Una célula solar de película fina de telururo de cadmio consta de varias capas. Cuando se utiliza un sustrato de vidrio, la célula se construye desde el frente en la configuración de supertrama, es decir, el sustrato se encuentra por encima de la célula: sobre (en realidad debajo) de la supertrama de vidrio se encuentra primero una capa conductora y transparente de óxido de indio y estaño (ITO).
Sobre ésta se deposita una capa muy delgada de sulfuro de cadmio. El sulfuro de cadmio es muy transparente a la luz solar, pero tiene una resistencia eléctrica relativamente alta. A continuación se deposita una capa delgada de telururo de cadmio. En la interfaz entre las capas de CdS y CdTe se produce la generación de portadores de carga por la iluminación solar.

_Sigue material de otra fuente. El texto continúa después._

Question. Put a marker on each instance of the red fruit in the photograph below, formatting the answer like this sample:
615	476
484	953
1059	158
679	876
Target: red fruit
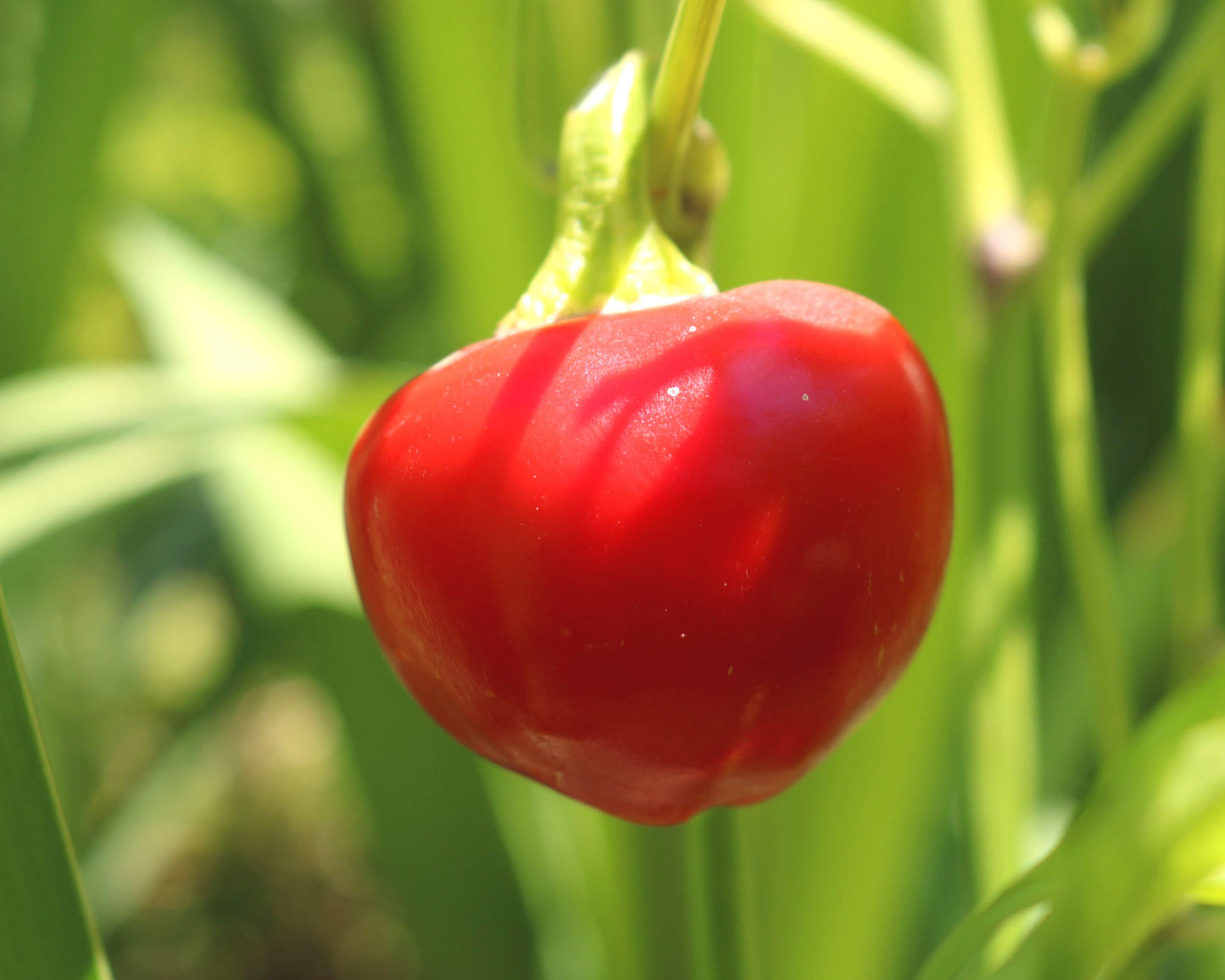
660	560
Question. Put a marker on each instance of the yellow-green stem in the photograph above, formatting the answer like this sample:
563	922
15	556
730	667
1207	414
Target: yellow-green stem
675	99
1150	130
1200	398
1073	423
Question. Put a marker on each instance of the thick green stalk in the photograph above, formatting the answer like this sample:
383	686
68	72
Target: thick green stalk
1142	143
46	929
1073	423
1200	398
718	897
675	98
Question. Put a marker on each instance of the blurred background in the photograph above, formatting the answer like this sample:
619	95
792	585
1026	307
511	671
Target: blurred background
228	229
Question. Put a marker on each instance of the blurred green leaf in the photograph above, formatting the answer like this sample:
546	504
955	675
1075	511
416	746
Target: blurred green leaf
220	328
437	843
278	496
55	407
1152	831
87	53
49	493
46	933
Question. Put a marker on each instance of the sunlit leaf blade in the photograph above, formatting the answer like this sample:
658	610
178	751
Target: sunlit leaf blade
1150	834
65	406
1152	831
46	933
53	492
227	332
86	55
72	404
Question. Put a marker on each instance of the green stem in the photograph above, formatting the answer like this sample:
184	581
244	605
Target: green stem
903	80
1070	388
675	98
1196	615
975	931
1150	132
46	929
718	892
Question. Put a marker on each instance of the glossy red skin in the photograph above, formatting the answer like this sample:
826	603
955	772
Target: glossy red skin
660	560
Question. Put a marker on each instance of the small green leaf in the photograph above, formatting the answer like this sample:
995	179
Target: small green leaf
223	330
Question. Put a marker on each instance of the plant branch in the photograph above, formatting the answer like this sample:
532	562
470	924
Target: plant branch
905	82
1143	142
675	99
1200	398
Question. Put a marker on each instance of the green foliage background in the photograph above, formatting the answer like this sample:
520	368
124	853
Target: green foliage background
228	228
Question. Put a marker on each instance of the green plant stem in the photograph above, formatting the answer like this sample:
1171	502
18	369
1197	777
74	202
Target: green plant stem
717	887
905	81
1150	132
675	98
975	931
46	929
1200	396
980	145
1070	390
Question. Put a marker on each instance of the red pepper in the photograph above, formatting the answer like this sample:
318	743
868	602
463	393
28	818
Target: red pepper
660	560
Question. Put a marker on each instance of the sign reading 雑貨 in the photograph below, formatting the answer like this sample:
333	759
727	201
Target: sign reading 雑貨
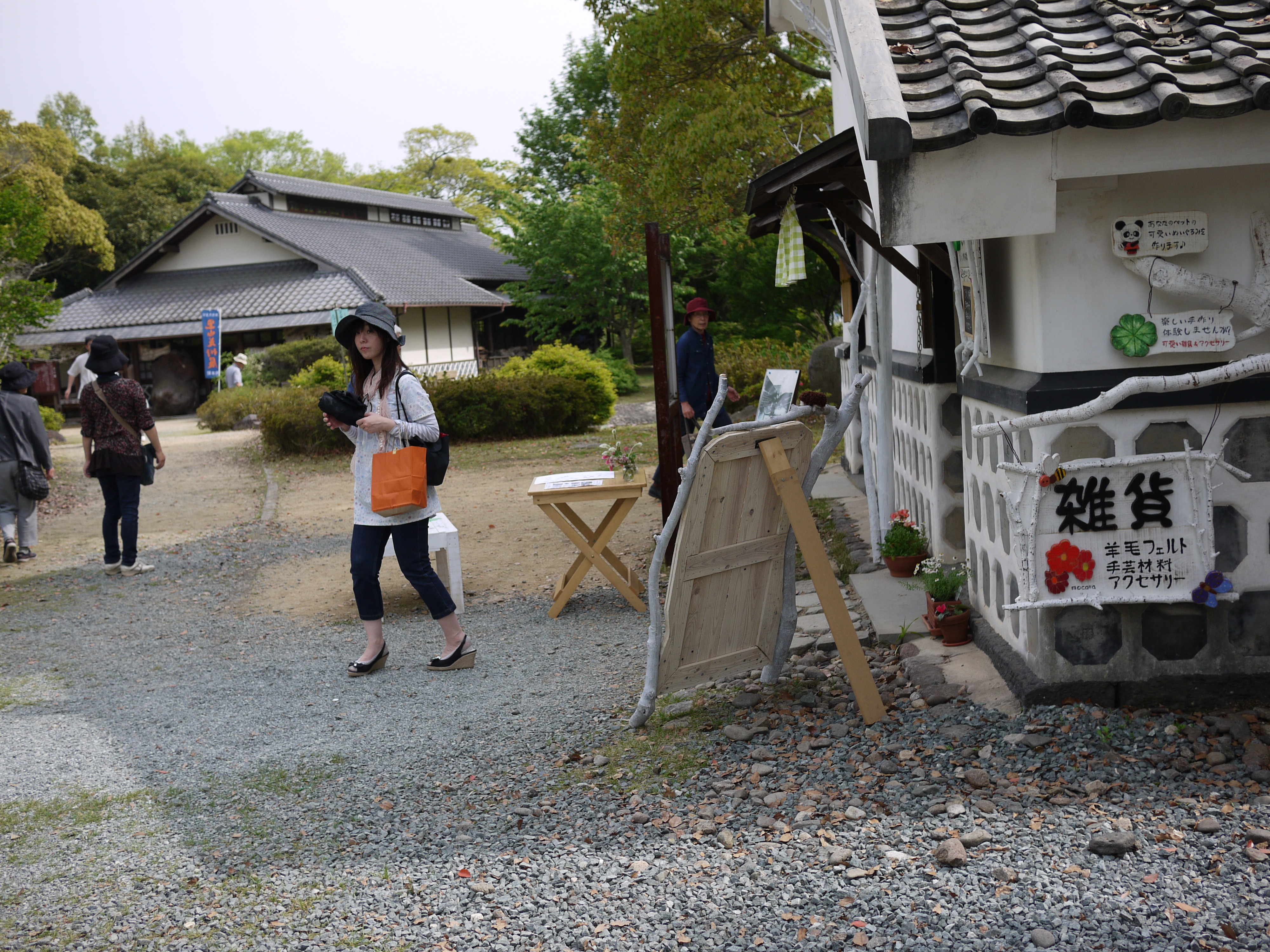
1103	531
211	322
1160	235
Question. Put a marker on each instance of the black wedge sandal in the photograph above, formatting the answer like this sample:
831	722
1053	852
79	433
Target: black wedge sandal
458	661
356	670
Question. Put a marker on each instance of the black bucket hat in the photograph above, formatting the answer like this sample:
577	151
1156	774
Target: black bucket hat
17	376
374	314
105	356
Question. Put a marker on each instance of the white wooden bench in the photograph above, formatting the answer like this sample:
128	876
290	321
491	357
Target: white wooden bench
443	541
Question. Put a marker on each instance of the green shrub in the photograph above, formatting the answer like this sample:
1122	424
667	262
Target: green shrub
624	375
53	420
573	364
326	373
514	406
746	362
225	408
291	425
275	366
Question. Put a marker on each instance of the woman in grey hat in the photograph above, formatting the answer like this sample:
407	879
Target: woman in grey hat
23	440
399	412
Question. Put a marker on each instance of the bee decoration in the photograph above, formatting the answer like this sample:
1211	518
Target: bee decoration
1059	475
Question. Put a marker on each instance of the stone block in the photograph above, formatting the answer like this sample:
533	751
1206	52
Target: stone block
1231	535
1250	624
1084	635
1168	439
1174	633
1249	447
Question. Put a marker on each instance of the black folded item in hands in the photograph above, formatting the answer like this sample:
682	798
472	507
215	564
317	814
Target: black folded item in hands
344	407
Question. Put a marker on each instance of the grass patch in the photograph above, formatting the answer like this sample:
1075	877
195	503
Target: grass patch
65	814
30	690
835	541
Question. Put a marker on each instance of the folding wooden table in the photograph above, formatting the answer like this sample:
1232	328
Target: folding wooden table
554	494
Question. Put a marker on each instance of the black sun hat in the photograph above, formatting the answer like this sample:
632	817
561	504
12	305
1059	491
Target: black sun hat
105	356
374	314
17	376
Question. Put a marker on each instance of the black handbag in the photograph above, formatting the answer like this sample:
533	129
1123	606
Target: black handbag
344	407
439	450
31	482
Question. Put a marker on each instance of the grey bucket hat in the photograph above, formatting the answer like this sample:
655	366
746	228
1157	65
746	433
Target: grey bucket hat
374	314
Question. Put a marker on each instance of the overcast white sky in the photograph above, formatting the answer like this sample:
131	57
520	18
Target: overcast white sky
352	77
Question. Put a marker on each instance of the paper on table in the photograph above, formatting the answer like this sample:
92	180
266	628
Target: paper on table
558	477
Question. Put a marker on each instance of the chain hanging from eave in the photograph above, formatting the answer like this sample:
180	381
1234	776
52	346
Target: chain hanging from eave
816	27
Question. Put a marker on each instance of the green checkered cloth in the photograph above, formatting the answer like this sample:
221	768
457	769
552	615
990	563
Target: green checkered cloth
791	265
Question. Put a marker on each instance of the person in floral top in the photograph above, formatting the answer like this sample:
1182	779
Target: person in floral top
112	451
399	411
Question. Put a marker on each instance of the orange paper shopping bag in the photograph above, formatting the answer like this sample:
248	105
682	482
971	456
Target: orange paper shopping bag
399	482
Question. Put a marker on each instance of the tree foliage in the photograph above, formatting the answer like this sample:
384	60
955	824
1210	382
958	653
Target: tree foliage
551	139
707	105
439	164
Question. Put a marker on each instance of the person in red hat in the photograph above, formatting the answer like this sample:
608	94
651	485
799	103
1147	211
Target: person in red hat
699	383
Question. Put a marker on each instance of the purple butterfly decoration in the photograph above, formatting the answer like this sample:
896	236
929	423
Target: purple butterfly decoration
1208	591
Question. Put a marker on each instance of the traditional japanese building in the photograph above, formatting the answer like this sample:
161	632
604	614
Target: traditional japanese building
1061	197
277	255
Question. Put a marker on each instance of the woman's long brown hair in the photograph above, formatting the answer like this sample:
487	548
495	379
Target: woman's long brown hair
391	365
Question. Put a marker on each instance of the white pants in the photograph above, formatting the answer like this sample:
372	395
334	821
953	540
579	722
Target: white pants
17	512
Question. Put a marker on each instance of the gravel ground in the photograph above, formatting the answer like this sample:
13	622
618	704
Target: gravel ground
180	776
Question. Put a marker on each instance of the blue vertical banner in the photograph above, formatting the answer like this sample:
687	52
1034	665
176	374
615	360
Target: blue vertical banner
211	322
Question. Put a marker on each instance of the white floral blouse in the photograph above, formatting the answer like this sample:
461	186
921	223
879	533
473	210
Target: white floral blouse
422	423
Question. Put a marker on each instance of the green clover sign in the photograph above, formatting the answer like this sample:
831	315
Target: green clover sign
1135	336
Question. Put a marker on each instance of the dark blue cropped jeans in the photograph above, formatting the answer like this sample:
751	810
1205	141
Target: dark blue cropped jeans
411	544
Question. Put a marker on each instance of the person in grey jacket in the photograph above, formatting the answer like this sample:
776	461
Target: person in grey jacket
23	439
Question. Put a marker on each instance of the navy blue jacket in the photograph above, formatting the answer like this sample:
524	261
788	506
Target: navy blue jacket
698	379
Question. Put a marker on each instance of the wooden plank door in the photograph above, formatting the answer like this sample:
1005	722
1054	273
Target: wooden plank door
723	604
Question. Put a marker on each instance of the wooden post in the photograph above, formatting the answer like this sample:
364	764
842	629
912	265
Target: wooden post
789	488
669	451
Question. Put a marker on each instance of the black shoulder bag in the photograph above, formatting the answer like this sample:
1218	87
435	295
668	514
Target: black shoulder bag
439	450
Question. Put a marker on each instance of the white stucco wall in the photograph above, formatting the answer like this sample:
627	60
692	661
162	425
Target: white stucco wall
438	336
1055	298
206	249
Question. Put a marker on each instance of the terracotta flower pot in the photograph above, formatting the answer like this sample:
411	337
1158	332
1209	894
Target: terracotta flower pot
954	630
904	567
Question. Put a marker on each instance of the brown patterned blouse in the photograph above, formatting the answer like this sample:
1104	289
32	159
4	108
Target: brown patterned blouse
129	400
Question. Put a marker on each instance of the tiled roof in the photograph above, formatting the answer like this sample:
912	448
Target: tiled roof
403	263
1022	68
332	192
246	291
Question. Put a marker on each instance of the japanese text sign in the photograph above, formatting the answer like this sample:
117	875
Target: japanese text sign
1193	332
211	326
1161	234
1104	531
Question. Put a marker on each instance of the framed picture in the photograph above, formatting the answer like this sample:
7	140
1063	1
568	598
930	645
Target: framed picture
778	394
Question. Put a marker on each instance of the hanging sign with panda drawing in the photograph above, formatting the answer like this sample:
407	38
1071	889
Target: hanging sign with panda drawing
1160	235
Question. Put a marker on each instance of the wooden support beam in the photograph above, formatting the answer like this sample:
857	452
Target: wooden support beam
789	488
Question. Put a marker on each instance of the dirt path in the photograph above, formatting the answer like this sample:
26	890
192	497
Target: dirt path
208	484
509	545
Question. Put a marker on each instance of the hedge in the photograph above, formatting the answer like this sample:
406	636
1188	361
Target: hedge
507	407
568	361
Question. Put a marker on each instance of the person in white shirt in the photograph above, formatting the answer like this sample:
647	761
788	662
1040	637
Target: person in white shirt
234	373
78	370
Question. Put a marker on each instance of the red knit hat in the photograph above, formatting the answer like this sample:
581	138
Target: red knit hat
698	304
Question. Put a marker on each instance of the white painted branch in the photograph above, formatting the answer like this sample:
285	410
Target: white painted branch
648	699
1236	370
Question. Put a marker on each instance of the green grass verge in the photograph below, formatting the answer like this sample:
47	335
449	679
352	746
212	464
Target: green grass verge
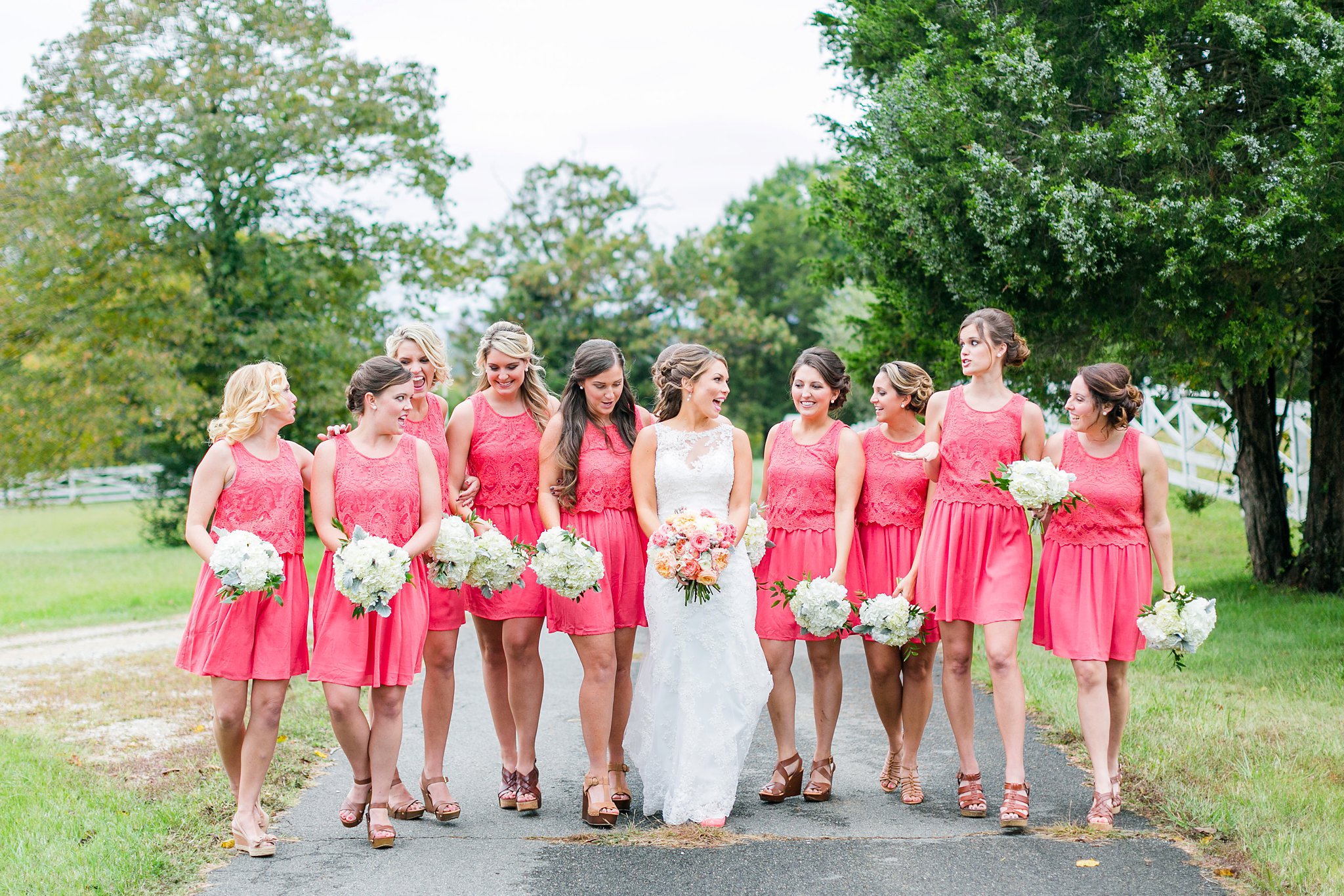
87	565
1249	741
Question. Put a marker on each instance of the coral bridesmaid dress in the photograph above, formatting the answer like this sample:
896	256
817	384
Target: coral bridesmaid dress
1096	570
382	496
255	637
446	606
604	514
505	456
803	527
890	516
977	550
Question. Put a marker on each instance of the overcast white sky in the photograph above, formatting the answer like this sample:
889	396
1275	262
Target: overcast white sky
692	100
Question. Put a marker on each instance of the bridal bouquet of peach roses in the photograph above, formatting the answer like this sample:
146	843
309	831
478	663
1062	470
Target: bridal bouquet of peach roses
692	550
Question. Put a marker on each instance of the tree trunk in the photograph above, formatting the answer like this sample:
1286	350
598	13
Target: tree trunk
1320	563
1261	479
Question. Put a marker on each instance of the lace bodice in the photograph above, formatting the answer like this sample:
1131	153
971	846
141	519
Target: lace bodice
1114	491
266	499
381	495
430	432
505	456
894	491
604	470
972	446
694	470
801	480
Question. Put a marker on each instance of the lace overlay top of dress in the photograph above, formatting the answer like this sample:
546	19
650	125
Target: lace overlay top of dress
505	456
432	433
1114	489
801	480
604	470
972	446
379	493
266	499
894	491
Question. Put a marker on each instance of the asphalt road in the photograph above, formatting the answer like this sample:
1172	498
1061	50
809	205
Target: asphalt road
863	842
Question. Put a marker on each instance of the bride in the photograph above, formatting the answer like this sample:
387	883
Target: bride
705	680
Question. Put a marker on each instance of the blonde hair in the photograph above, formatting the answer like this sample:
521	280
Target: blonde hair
250	391
513	340
429	343
910	379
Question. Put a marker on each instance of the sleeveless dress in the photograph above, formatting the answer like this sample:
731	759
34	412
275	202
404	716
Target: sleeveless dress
446	606
801	515
890	516
255	637
505	456
604	514
382	496
977	554
1096	570
704	682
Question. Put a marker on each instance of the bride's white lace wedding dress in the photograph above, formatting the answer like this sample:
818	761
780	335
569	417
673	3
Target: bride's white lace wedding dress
705	680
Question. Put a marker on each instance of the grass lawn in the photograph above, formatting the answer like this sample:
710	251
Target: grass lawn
1248	742
85	565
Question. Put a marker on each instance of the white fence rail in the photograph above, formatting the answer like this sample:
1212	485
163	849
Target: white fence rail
91	485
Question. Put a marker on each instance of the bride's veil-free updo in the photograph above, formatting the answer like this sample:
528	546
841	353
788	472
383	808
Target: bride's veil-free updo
679	367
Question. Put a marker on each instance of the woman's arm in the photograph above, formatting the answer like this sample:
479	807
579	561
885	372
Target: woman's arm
323	495
432	506
214	472
1154	466
849	484
641	480
550	473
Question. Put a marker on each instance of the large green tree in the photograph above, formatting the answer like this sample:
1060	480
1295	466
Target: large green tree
186	190
1155	182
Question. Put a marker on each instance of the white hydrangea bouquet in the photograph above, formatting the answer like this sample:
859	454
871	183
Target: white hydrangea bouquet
1179	622
453	551
1037	484
499	563
369	571
820	606
754	539
568	563
242	563
891	621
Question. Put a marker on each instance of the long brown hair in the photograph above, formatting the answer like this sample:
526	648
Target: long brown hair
592	359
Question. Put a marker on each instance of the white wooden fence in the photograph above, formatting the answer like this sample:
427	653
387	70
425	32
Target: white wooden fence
91	485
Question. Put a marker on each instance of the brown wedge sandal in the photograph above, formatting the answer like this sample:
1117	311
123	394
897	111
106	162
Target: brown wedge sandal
890	777
597	813
819	792
1102	815
912	793
509	789
1015	810
971	794
792	786
446	810
379	836
621	789
528	794
359	810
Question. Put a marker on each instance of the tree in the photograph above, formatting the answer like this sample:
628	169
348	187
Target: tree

Ambas capas semiconductoras deben ser tratadas y templadas con cloruro de cadmio (CdCl2) para optimizar la estructura cristalina de las capas y la calidad de la interfaz CdS–CdTe y, por tanto, las propiedades eléctricas. Los contactos metálicos en la parte trasera de la célula recogen los portadores de carga. El encapsulado trasero de la célula puede ser opaco.
Si se desean utilizar sustratos no transparentes como láminas metálicas, la célula se construye en la configuración de sustrato, es decir, el sustrato está debajo de la célula y las capas deben aplicarse en orden inverso. Esta disposición de capas es más complicada y, por ello, aún no se utiliza a gran escala.